Game Quality Classifier — Experiment Report
Goal
Build a binary classifier to distinguish competitive Killer Queen games from junk/practice/button-check games, using only in-game event features (no login metadata at inference time).
Labels: games with lots of hivemind logins = 1 (proxy for quality), unfiltered games = 0 (mixed). Validation anchor: late tournament games should almost all pass the quality filter.
Architecture
LightGBM binary classifier. 69 hand-crafted features from game event streams. Training: 16K games per class (32K total), 80/20 train/val split. Early stopping on validation AUC.
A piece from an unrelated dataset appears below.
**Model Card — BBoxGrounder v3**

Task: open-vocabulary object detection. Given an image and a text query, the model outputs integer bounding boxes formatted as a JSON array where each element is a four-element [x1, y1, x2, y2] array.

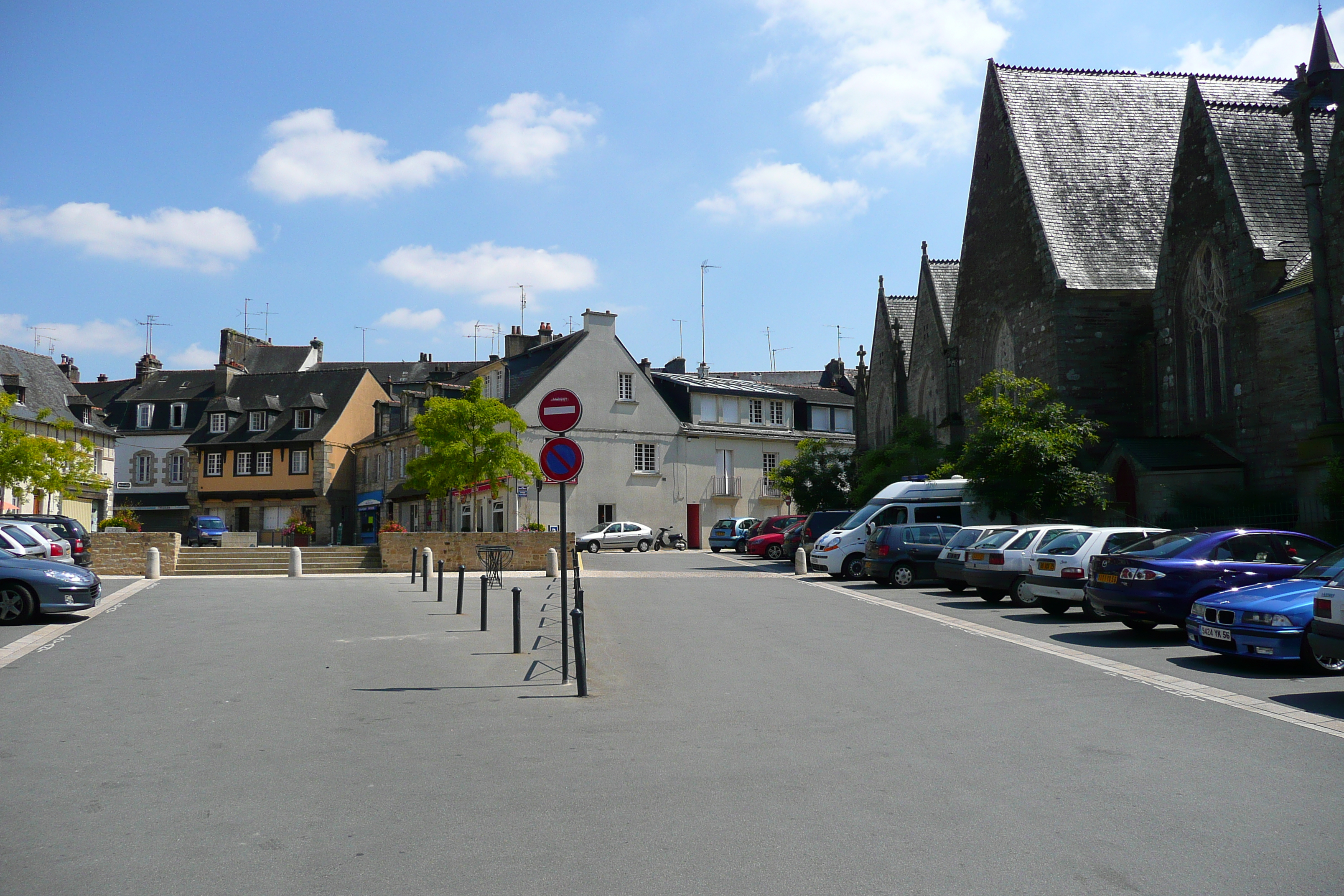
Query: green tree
[[774, 439, 853, 513], [406, 376, 542, 499], [938, 371, 1110, 519], [852, 416, 947, 507]]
Feature Engineering Evolution
| Commit | Features | Change |
|---|---|---|
| ceecec5 | 41 | Initial: duration, counts, rates, engagement, gate triples |
| 3d90bb3 | 51 | +10 per-cabinet-position first-event features |
| bb8ffca | 61 | +per-team and per-PID first maiden use |
| 6be5314 | 77 | +time_to_6_carry, per-maiden and per-maiden-per-team counts |
| 5b0f7b2 | 65 | Replace per-maiden counts with time-to-Nth-bless features |
| b98ebb7 | 63 | Remove frac_to_first_kill and frac_to_first_carry |
| 166bbdd | 66 | +snail escape count, rate, and time-to-first |
| 17746f9 | 69 | +get-off-snail count, rate, and time-to-first |
Feature categories (69 total): - Basic game info (10): duration, event count, bot count, victory condition, map - Event counts (12): kills, carries, deposits, blesses, snail actions - Event rates (10): per-second rates for the above - Temporal (7): time-to-first for key game actions - Engagement (4): active player count, worker objective engagement - Gate triples (2): fastest 3-gate-touch window - Per-cabinet first event (10): first action timing per position - Per-team/PID maiden use (10): maiden engagement by team and player - Time-to-Nth milestones (4): carry and bless progression markers
Data Pipeline Improvements
Tournament leakage removal (d77ea21): Tournament games appeared in both logged_in and unfiltered datasets. Removed from training to prevent inflated metrics.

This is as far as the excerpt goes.